I thought a little bit more about your problem and can suggest an analogy. I work in fixed income which deals with IBOR reference rates. One of the outstanding questions is often about the IBOR basis - how much higher a 6M rate should be compared with a 6M period generated by two rolling 3M rates, or 6 rolling 1M rates. From a lending banks' perspective each is equivalent except the rolling loans contain an inherent value option - the lending bank can choose whether to reissue the loan or not. From the borrowers' perspective this represents an inherent cost option. The borrower might suffer from liquidity scarcity and not be able to resource funds for the whole period if they originally chose the rolling strategy.
Why do I cite this? Your problem is semantically similar. A 6M loan represents an illiquid asset for 6M while the 6, 1M loans represent the same asset with more liquidity disposal points. Also, there is a lot of historical information about IBOR so the chance to explore theories is available. In Darbyshire: Pricing and Trading Interest Rate Derivatives, he suggests the following model (it is effective because he can backtest it against historical data and gets good, intuitive results):
Suppose your asset has some daily return, so that the compounded rate over the period gives the total return:
$$ d_n R_n = (1+d_1 r_1)(...)(1+d_1r_n) - 1$$ where $d_1$ is the DCF for 1 day and r_n is the overnight rate for day $n$. This formula could be used to evaluate all rate tenors, but the problem is that there would be no basis - every strategy would have the same price.
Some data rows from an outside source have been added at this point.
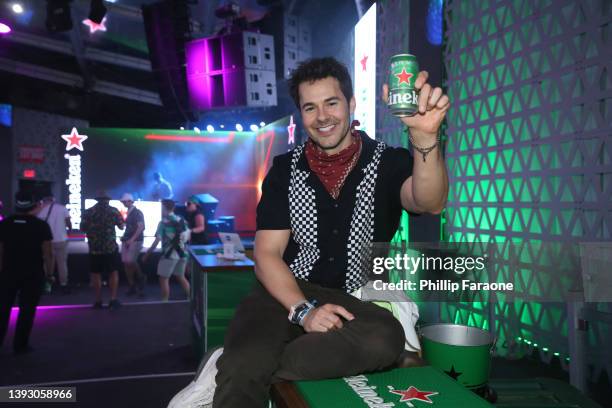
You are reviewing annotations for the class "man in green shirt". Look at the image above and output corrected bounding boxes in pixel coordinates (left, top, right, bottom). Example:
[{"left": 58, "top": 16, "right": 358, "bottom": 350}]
[{"left": 143, "top": 200, "right": 190, "bottom": 302}]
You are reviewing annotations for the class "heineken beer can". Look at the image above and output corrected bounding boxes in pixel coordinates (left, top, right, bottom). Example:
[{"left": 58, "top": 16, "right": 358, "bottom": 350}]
[{"left": 387, "top": 54, "right": 419, "bottom": 117}]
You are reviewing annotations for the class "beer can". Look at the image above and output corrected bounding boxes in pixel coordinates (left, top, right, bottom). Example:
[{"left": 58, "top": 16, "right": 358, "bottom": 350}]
[{"left": 387, "top": 54, "right": 419, "bottom": 117}]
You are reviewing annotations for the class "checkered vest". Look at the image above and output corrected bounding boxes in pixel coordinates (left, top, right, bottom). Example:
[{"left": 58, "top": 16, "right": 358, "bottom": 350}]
[{"left": 289, "top": 142, "right": 387, "bottom": 292}]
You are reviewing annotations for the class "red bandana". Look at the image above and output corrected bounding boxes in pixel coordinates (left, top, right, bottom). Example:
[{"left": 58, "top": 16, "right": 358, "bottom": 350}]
[{"left": 306, "top": 120, "right": 361, "bottom": 199}]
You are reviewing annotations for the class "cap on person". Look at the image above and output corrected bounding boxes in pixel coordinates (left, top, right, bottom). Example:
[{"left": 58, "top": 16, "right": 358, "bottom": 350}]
[
  {"left": 119, "top": 193, "right": 134, "bottom": 203},
  {"left": 94, "top": 190, "right": 111, "bottom": 200},
  {"left": 187, "top": 194, "right": 202, "bottom": 206},
  {"left": 15, "top": 191, "right": 38, "bottom": 212}
]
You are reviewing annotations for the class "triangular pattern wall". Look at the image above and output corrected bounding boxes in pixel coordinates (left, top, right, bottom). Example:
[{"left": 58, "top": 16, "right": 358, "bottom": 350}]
[{"left": 443, "top": 0, "right": 612, "bottom": 380}]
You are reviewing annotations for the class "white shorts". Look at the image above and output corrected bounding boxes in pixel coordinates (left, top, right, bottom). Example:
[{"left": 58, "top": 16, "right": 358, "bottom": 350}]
[
  {"left": 121, "top": 241, "right": 142, "bottom": 263},
  {"left": 157, "top": 258, "right": 187, "bottom": 278}
]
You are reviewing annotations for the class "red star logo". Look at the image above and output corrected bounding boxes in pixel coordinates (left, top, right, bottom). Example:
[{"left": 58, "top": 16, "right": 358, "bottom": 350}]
[
  {"left": 62, "top": 128, "right": 87, "bottom": 151},
  {"left": 395, "top": 68, "right": 414, "bottom": 86},
  {"left": 359, "top": 55, "right": 368, "bottom": 71},
  {"left": 83, "top": 17, "right": 106, "bottom": 34},
  {"left": 389, "top": 385, "right": 438, "bottom": 404},
  {"left": 287, "top": 115, "right": 295, "bottom": 144}
]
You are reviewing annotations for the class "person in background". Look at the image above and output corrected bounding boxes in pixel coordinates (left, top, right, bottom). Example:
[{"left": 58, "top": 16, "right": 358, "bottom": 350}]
[
  {"left": 81, "top": 191, "right": 124, "bottom": 310},
  {"left": 121, "top": 193, "right": 145, "bottom": 297},
  {"left": 143, "top": 200, "right": 190, "bottom": 302},
  {"left": 153, "top": 171, "right": 174, "bottom": 201},
  {"left": 0, "top": 192, "right": 53, "bottom": 354},
  {"left": 37, "top": 195, "right": 72, "bottom": 294},
  {"left": 185, "top": 195, "right": 206, "bottom": 245}
]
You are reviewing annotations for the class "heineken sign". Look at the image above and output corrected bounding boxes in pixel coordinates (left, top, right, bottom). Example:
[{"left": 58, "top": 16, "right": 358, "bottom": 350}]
[
  {"left": 344, "top": 375, "right": 438, "bottom": 408},
  {"left": 62, "top": 127, "right": 87, "bottom": 229}
]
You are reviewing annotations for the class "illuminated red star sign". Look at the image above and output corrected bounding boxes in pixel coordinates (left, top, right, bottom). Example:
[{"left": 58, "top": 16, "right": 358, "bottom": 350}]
[
  {"left": 287, "top": 115, "right": 295, "bottom": 144},
  {"left": 83, "top": 17, "right": 106, "bottom": 34},
  {"left": 62, "top": 128, "right": 87, "bottom": 151},
  {"left": 359, "top": 55, "right": 368, "bottom": 71},
  {"left": 389, "top": 386, "right": 438, "bottom": 404},
  {"left": 395, "top": 68, "right": 413, "bottom": 86}
]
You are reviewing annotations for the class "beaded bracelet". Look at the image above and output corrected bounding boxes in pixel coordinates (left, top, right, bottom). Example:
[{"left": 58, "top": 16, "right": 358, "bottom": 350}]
[{"left": 406, "top": 128, "right": 440, "bottom": 162}]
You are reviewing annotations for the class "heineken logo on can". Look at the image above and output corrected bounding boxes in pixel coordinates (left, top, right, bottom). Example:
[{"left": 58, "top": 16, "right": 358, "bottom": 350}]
[{"left": 387, "top": 54, "right": 419, "bottom": 117}]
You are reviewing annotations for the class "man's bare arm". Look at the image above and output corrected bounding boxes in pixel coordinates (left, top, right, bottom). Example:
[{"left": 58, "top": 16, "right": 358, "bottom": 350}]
[
  {"left": 255, "top": 230, "right": 306, "bottom": 310},
  {"left": 255, "top": 230, "right": 355, "bottom": 333}
]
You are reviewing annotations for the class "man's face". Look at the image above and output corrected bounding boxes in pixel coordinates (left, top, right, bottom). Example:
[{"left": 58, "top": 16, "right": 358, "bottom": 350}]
[{"left": 298, "top": 77, "right": 355, "bottom": 154}]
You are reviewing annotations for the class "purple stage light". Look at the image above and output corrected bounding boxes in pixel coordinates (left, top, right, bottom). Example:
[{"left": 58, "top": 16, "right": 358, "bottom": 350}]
[{"left": 0, "top": 23, "right": 12, "bottom": 34}]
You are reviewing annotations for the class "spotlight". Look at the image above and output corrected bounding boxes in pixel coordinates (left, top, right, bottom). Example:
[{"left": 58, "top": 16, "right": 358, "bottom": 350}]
[
  {"left": 11, "top": 3, "right": 23, "bottom": 14},
  {"left": 0, "top": 23, "right": 11, "bottom": 34},
  {"left": 45, "top": 0, "right": 72, "bottom": 33},
  {"left": 89, "top": 0, "right": 106, "bottom": 24}
]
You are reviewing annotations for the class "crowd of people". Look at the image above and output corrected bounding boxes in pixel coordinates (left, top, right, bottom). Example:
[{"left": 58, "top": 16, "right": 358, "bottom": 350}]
[{"left": 0, "top": 191, "right": 206, "bottom": 354}]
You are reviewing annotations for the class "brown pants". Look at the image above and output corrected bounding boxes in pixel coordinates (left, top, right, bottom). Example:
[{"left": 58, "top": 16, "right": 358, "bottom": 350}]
[{"left": 213, "top": 280, "right": 405, "bottom": 408}]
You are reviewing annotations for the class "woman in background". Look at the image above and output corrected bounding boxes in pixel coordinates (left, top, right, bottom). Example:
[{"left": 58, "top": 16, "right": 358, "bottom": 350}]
[{"left": 185, "top": 195, "right": 206, "bottom": 245}]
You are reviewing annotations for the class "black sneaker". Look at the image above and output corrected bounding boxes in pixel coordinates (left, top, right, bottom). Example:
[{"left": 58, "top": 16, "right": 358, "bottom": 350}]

So, now suppose that an event can occur within the period, following a poison distribution. In the case of IBOR it represents the event that a bank will choose not to reissue the loan since the funding is better diverted to another cause. The event is expressed annually so that the expected value of the annualised event over event over a set number, $n$, of days is:
$$ \Lambda_n = \Lambda_{n-1} + d_1 \lambda = d_1 \sum_i^n \lambda $$
And your adjusted return is then
$$ d_n R_n + Adj = (1+d_1 r_1 + d_1 \Lambda_1)(...)(1+d_1r_n + d_1 \Lambda_n) - 1$$
There are some nice properties associated with this model. If the event occurs very quickly then its impact is more pronounced since that that event is propagated over terms, if it occurs towards the end then the impact is less. Intuitively this might make sense with your scenario, since if your assets are liquid for a period of time then your concern is mitigated, on the other hand if they become illiquid very quickly then you lose the ability to reassign your funds.
Your asset value might be more complicated since the price is also volatile (and you probably can't delta hedge future periods). Even though interest rates are volatile the pricing technique here uses the information about the current future values, and if a bank was keen on 'locking in' the lambda parameter they could delta hedge the market using interest rate swaps, which exist for any period.
I myself have tried to come up with another type of model that is options based but I have never been able to get close to the empirical results or intuition that this type offers.